SBC contends that this case is a simple contract action and that CoreComm's claim for monopolization should fail because it rests solely on the allegation that SBC did not "more actively help[] CoreComm to compete less expensively and more efficiently than it already does for telecommunications customers in Ohio." According to SBC any affirmative duty to aid competitors in the telecommunications industry stems from either a contractual responsibility or a duty imposed by the Telecommunications Act of 1996, not from any antitrust law.

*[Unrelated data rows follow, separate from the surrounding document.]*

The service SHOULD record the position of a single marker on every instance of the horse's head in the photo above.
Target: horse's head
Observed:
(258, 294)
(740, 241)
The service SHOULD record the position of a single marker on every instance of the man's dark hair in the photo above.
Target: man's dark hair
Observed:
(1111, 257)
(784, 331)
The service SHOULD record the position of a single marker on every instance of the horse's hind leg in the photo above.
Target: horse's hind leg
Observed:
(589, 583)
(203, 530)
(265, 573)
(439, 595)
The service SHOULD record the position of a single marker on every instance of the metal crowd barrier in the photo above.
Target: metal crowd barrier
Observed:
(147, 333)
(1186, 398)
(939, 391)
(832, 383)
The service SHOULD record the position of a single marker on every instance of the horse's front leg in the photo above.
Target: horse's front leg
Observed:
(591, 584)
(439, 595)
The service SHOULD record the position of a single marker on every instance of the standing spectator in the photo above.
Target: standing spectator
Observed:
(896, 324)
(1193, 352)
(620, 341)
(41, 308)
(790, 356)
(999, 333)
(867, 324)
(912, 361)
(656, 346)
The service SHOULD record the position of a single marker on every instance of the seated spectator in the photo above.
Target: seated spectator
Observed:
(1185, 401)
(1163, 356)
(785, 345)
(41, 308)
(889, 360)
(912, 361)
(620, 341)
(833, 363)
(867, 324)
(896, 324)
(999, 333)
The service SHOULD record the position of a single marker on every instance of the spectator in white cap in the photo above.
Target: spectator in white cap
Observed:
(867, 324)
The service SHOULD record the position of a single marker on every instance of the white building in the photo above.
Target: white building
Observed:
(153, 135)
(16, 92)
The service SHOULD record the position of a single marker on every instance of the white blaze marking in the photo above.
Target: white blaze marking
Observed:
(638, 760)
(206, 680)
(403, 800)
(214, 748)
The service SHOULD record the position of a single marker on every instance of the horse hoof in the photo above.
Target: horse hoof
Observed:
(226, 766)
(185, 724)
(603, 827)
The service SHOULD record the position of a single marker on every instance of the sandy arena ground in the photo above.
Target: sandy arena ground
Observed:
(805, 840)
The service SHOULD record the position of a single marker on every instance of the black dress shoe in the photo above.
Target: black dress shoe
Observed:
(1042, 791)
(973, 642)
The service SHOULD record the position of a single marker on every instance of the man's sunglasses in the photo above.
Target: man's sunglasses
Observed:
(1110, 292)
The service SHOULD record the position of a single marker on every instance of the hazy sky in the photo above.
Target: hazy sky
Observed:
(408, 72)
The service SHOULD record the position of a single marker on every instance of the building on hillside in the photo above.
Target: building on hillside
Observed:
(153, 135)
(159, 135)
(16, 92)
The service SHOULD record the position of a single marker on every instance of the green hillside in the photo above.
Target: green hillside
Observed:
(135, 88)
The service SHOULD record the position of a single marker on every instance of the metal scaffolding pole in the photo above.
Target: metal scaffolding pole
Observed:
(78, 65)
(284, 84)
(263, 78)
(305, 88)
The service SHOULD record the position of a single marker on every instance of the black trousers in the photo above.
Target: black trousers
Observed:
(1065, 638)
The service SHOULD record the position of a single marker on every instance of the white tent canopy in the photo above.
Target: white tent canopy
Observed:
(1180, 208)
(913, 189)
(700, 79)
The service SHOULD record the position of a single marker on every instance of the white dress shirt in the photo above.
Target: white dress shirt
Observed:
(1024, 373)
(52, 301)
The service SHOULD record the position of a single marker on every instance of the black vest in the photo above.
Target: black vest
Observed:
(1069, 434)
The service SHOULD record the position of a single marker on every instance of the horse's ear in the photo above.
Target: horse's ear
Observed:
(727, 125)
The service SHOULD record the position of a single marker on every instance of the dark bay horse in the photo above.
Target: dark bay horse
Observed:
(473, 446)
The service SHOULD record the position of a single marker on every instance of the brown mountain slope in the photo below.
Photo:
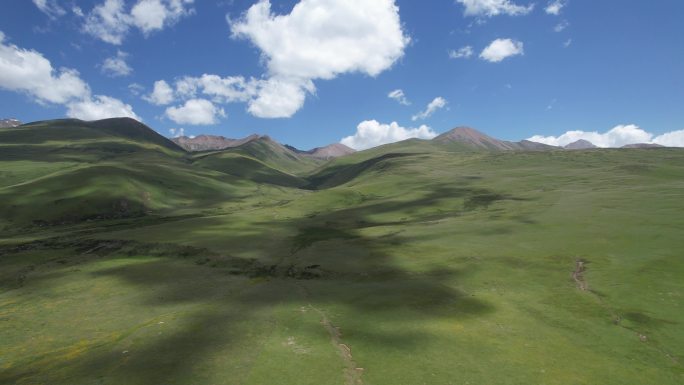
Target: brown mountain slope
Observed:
(211, 142)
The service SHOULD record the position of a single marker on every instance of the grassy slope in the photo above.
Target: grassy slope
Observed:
(437, 268)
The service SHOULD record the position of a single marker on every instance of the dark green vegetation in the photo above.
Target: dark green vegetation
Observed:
(124, 260)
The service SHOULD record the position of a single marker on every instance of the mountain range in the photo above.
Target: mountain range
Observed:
(122, 255)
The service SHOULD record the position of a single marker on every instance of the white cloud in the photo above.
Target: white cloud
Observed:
(108, 22)
(436, 104)
(280, 97)
(399, 96)
(50, 8)
(372, 133)
(196, 112)
(29, 72)
(154, 15)
(116, 66)
(111, 21)
(491, 8)
(222, 90)
(100, 107)
(136, 88)
(670, 139)
(462, 53)
(161, 95)
(555, 7)
(501, 49)
(560, 27)
(177, 132)
(318, 39)
(616, 137)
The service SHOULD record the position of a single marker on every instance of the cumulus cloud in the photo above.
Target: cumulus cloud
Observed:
(111, 20)
(462, 53)
(616, 137)
(161, 95)
(436, 104)
(154, 15)
(501, 49)
(560, 27)
(108, 22)
(116, 66)
(489, 8)
(372, 133)
(399, 96)
(555, 7)
(196, 112)
(50, 8)
(28, 72)
(670, 139)
(136, 89)
(318, 39)
(221, 89)
(280, 97)
(177, 132)
(100, 107)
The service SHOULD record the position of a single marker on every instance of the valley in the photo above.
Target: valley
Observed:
(125, 259)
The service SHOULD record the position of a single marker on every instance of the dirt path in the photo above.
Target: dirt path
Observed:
(578, 275)
(352, 373)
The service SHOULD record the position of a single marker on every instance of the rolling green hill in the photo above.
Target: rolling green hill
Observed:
(413, 263)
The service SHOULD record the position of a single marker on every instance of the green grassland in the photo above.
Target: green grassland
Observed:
(124, 260)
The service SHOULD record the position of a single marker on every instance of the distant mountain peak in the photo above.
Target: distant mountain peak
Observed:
(580, 145)
(212, 142)
(478, 140)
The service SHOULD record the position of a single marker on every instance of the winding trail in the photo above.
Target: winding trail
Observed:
(352, 373)
(578, 277)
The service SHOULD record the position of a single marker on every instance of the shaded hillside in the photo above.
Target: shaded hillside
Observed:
(643, 145)
(249, 168)
(402, 265)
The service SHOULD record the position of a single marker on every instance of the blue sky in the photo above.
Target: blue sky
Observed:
(312, 72)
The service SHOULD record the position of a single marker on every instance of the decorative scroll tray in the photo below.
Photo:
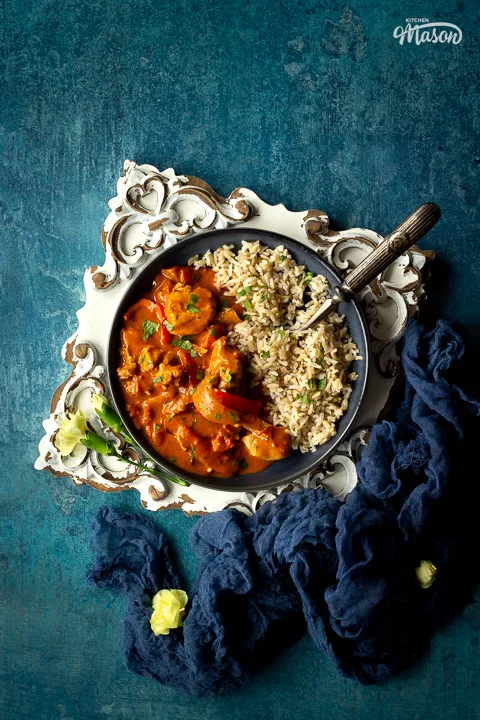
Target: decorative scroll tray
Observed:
(154, 210)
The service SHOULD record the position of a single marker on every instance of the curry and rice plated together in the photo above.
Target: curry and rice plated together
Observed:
(212, 373)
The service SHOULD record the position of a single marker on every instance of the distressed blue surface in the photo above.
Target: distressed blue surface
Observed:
(276, 96)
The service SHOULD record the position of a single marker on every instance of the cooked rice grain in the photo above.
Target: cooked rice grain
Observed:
(305, 375)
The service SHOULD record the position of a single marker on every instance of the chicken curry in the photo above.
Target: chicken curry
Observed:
(185, 387)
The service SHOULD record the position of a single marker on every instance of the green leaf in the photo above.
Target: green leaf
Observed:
(183, 342)
(149, 329)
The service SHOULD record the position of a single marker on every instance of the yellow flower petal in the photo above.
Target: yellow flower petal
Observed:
(426, 573)
(72, 430)
(168, 611)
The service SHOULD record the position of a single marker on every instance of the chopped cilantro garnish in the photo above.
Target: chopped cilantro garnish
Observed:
(183, 342)
(191, 303)
(149, 328)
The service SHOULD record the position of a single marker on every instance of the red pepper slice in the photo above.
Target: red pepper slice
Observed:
(186, 275)
(165, 335)
(191, 367)
(236, 402)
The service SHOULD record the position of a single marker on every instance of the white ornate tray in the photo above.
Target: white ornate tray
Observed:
(152, 211)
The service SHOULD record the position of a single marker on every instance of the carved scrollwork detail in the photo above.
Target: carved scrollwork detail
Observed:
(155, 208)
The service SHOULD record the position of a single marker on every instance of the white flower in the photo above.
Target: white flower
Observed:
(72, 430)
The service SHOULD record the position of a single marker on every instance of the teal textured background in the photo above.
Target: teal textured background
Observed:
(276, 96)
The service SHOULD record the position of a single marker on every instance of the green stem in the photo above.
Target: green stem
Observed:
(163, 476)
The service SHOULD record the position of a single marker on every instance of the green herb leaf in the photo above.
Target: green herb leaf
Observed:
(183, 342)
(149, 328)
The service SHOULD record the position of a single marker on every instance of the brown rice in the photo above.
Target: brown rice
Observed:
(305, 375)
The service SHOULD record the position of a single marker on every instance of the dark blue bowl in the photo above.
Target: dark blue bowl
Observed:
(282, 471)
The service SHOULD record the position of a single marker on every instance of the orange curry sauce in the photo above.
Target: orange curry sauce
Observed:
(185, 388)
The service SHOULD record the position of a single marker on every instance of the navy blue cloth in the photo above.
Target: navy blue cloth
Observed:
(305, 561)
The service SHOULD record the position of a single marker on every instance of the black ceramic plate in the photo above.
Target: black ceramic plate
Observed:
(297, 463)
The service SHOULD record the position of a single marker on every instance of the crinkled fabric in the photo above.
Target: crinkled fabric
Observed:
(345, 572)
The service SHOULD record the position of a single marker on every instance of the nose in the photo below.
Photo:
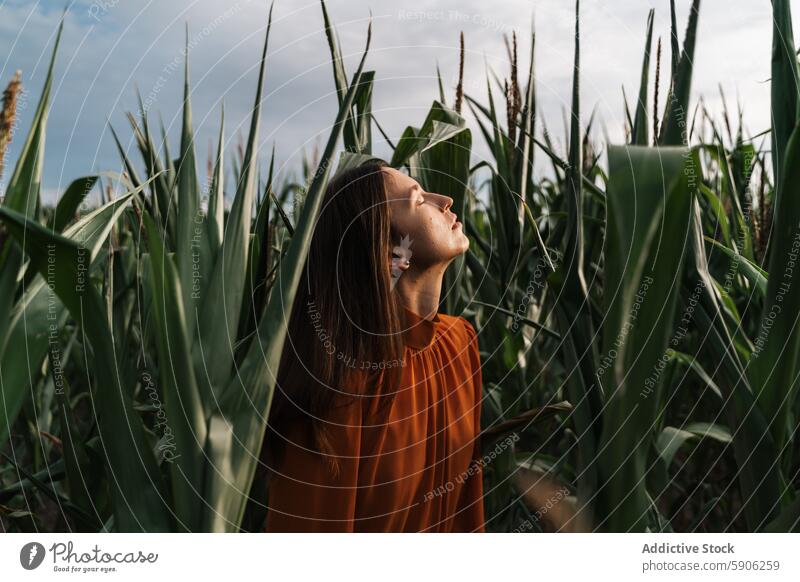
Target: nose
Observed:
(444, 201)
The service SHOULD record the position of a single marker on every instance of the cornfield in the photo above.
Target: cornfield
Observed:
(635, 306)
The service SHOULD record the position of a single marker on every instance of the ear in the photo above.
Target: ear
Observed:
(400, 264)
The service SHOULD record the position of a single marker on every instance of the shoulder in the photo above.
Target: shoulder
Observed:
(460, 327)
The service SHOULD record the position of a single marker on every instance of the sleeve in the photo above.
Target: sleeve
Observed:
(469, 512)
(304, 494)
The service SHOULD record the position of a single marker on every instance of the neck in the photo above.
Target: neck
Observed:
(420, 290)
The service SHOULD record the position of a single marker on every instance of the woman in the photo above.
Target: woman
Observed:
(376, 411)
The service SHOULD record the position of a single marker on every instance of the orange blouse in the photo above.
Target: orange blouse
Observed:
(417, 469)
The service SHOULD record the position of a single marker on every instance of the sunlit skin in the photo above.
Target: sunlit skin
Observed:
(437, 239)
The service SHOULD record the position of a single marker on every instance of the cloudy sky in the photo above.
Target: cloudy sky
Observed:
(112, 47)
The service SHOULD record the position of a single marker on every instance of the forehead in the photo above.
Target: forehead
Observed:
(398, 185)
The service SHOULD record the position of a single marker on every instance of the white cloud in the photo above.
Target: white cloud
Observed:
(110, 47)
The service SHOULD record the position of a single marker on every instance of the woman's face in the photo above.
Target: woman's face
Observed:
(436, 234)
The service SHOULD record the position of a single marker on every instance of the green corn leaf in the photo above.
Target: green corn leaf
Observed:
(640, 126)
(649, 203)
(236, 434)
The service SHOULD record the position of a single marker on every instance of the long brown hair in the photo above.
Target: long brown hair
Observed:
(345, 316)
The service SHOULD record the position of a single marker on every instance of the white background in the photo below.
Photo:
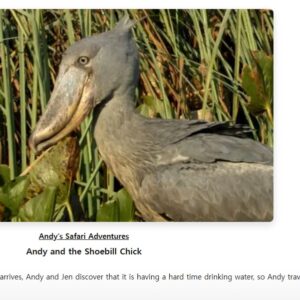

SBC is correct that many of the complaints set forth in CoreComm's Counterclaims stem from violations of the Interconnection Agreement and are, therefore, subject to the provisions of the The Telecommunications Act of 1996 ("Telecommunications Act"). Sections 251 and 252 of the Telecommunications Act impose cooperative duties which are incorporated into a interconnection agreement between the incumbent local exchange carriers and their new competitiors. The Telecommunications Act requires incumbents to provide services for resale with reasonable pricing and without unreasonable limitations. TCA § 251(b). The Telecommunications Act also requires incumbents to negotiate in good faith with new competitors to establish terms under which the competitors will be allowed to access the incumbents services and facilities. Negotiated terms must be submitted to the state public utilities commission for review and approval. TCA § 252(a), (e). The commission will also mediate disputes arising in the negotiations, and arbitrate any impasses. TCA § 252(a)(2), (b)(1). Any disputes not resolved through arbitration may be reviewed in a federal district court. TCA § 252(e)(6).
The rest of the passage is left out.